CLP: “I don’t think I have any guilty pleasures because I’m just like, ‘Why would I feel guilty for this?’ I'm a human being; I feel like we all do embarrassing things in secret.”

LW: “I mean, I could probably quote Lord of the Rings backward and forwards at this point.”

Hidden talent?

LW: “I don’t know if it’s a hidden talent, but I used to dance for 10 years. Ballet. I was en pointe for a while. That's something I don't nourish anymore, so I guess it's kind of hidden in that regard. I was in The Nutcracker.”

CLP: “Organizing a mess. If there’s the most chaotic mess in front of me, and if people think there's not a way to organize it and there's a bunch of things out of order, and they're like, ‘There's no way that this can all fit in there,’ I'm like, ‘Yes, there is.’”

What’s something you used to hate, but love now?

CLP: “Pop music. That’s what I used to say was my guilty pleasure, but I'm not guilty about it anymore. Which is funny, because [before that,] I used to hate pop music. I was like, ‘This isn't real music.’ But it does a lot for me when I'm feeling down. I love pop music to help lift my spirits.”

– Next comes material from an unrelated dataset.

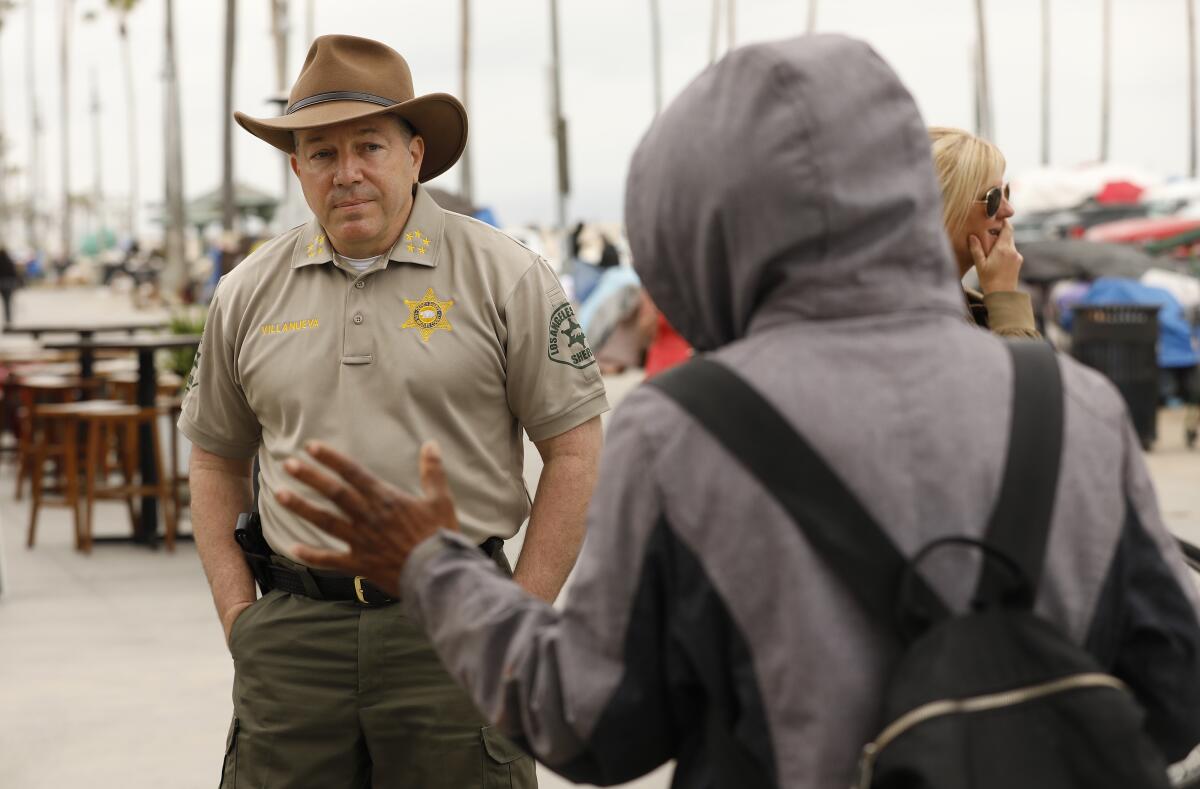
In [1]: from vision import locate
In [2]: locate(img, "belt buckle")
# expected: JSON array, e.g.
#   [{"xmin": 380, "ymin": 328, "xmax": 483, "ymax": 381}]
[{"xmin": 354, "ymin": 576, "xmax": 371, "ymax": 606}]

LW: “That's how it was about country music. I grew up in a small town in Texas—it's country, and that's why I kind of hated my upbringing a little bit. I was like, ‘No, I don't want to be this country girl.’ I hated country music. And now, I have a lot of cowboy hats and a lot of cowboy boots. I listen to country music at least once a day.”

CLP: “If you're from Texas, you either are born in it and you love it, or you hate everything, and then the moment you leave Texas, you're like, ‘Oh, I'm a Texan.’ And you start buying boots and cowboy hats and you have really weird pride and you start to love Texas after you hated it for all your life.”

LW: “I have a Texas tattoo at this point.”